Each term deserves attention. Justice covers the particular virtue which Micah stresses in chapters 2 and 3, and will again stress in verses 10-11. What God requires is the doing of what is right and fair between men. Justice involves the sense of a standard of right and equitable dealing between men, as simple as the filling of a measure of grain which is the basis of a transaction, the accurate weighing of quantities agreed upon, the punishment of those guilty of agreed-upon misdemeanors. The conception of justice does not rest upon the existence of a published code of laws, but upon the general sense of mankind that all should do what is "right," however this is defined. One who fails with respect to doing justly cannot consider that he is acceptable as a worshiper of the Lord.

The second requirement laid upon the one who would approach the Lord has traditionally been translated "mercy." In many places in the Revised Standard Version it is translated "steadfast love" (avoided here because of the preceding words "to love"). "Kindness" suggests sweet and gentle behavior, the noblesse oblige of the nineteenth-century code of the gentleman. The Hebrew word involves all these qualities and more. It means the fulfillment of the obligations which are inherent in a relationship, even when no laws cover that relationship. Husbands owe certain duties to wives, not because these are defined in a marriage contract, but because they are inherent in the common understanding and practice of the relationship. So also between parents and children, between a man and his domestic animals, between buyer and seller, and — how much more! — between man and God, many obligations are inherent without being defined by legal codes or negotiated agreement.
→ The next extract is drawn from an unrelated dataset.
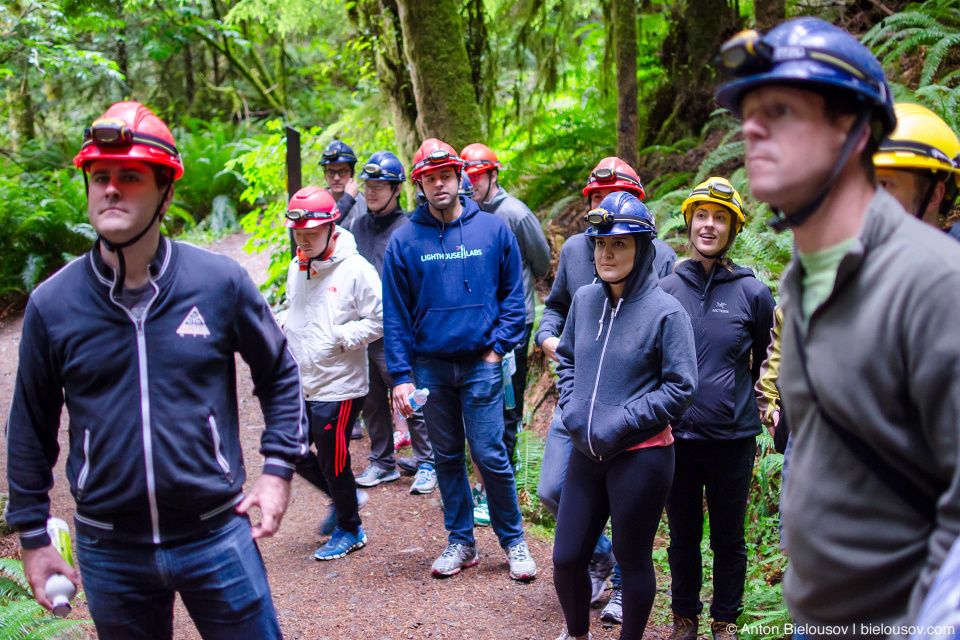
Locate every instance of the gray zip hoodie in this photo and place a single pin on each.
(626, 369)
(884, 358)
The final requirement turns from the duties which men owe primarily to one another to that duty men owe entirely to God. Man, if he is to approach God at all, must do so in humility, and having approached in humility, he must continue to walk in this spirit. Thus the Old Testament anticipates Paul’s repeated declaration, "By grace you have been saved through faith" (Ephesians 2:8), and emphasizes the dependence of man upon God. No sacrificial offering will serve to open the way to God; only God himself opens the way, and it is by God’s kindness that man may have any sort of relationship with him — hence the necessity for walking humbly with God.

Verses 9-16

Specific Indictment and Sentence (6:9-16)
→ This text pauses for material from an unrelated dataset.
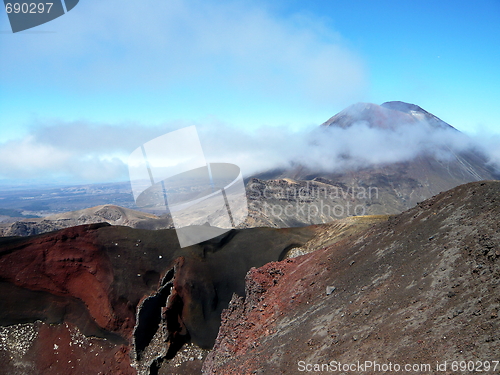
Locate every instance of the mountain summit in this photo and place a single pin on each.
(389, 115)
The final part of chapter 6 includes two elements, mingled in such a way that division into separate sections is impossible. The principal matter in the section is a continuation of the indictment of chapters 2 and 3, emphasizing the techniques and results of injustice which are found among the people: the "treasures of wickedness," the "wicked scales," the "bag of deceitful weights," and so on. Again the prophet refers to the fact that the same evils have been prevalent in the Northern Kingdom of Israel, under Omri and Ahab, and to the fact that the Southern Kingdom has followed its northern sister in crimes.
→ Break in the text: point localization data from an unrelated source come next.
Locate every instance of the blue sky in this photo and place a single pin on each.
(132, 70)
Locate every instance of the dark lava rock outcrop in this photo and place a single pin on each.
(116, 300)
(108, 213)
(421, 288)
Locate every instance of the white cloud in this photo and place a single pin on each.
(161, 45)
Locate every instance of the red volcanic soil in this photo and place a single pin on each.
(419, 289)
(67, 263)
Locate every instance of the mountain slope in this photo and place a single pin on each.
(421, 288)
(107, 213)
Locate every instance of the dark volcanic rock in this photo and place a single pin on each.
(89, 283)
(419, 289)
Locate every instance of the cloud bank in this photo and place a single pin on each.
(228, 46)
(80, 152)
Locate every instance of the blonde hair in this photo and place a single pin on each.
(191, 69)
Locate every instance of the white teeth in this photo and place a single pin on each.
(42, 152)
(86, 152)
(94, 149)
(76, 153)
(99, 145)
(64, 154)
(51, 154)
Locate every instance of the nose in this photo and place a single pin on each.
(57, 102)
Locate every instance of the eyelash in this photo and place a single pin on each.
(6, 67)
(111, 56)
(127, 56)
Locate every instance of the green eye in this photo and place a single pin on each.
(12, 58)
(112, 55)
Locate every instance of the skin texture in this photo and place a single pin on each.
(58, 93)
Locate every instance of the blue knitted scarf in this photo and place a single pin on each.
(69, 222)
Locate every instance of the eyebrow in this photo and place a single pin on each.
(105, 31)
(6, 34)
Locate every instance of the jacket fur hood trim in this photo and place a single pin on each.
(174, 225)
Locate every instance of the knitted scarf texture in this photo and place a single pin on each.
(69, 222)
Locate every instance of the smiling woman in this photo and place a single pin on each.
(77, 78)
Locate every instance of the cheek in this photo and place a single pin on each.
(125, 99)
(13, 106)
The language of the section is still the phraseology of accusation as this was developed in countless legal cases brought before the elders of Judean and Israelite towns at their seats in the gates of their communities. The text is obscure in verses 9 and 10, but the Revised Standard Version has followed conjectures made in the light of the ancient setting of legal cases.

Verses 14 and 15 and the end of verse 16 turn from accusation to the plaintiff’s appeal for a verdict, or perhaps to the declaration of an actual verdict by the assembled court. Again, as in chapters 2 and 3, the punishment to be anticipated for the sins is appropriate. Those who have treasured up their ill-gotten wealth will not be satisfied with what they eat; they shall "put away, but not save," as in a time of monetary inflation; their agricultural pursuits will not bring any increase; worst of all, they will receive scorn and contempt and will be a desolation.

The climactic passage of the Book of Micah has been passed, and the prophet or his editor returns to the unpleasant task of making clear the specific sins of his time and what their punishment is to be. More modern forms of the same sins will no doubt receive modern forms of the same punishments.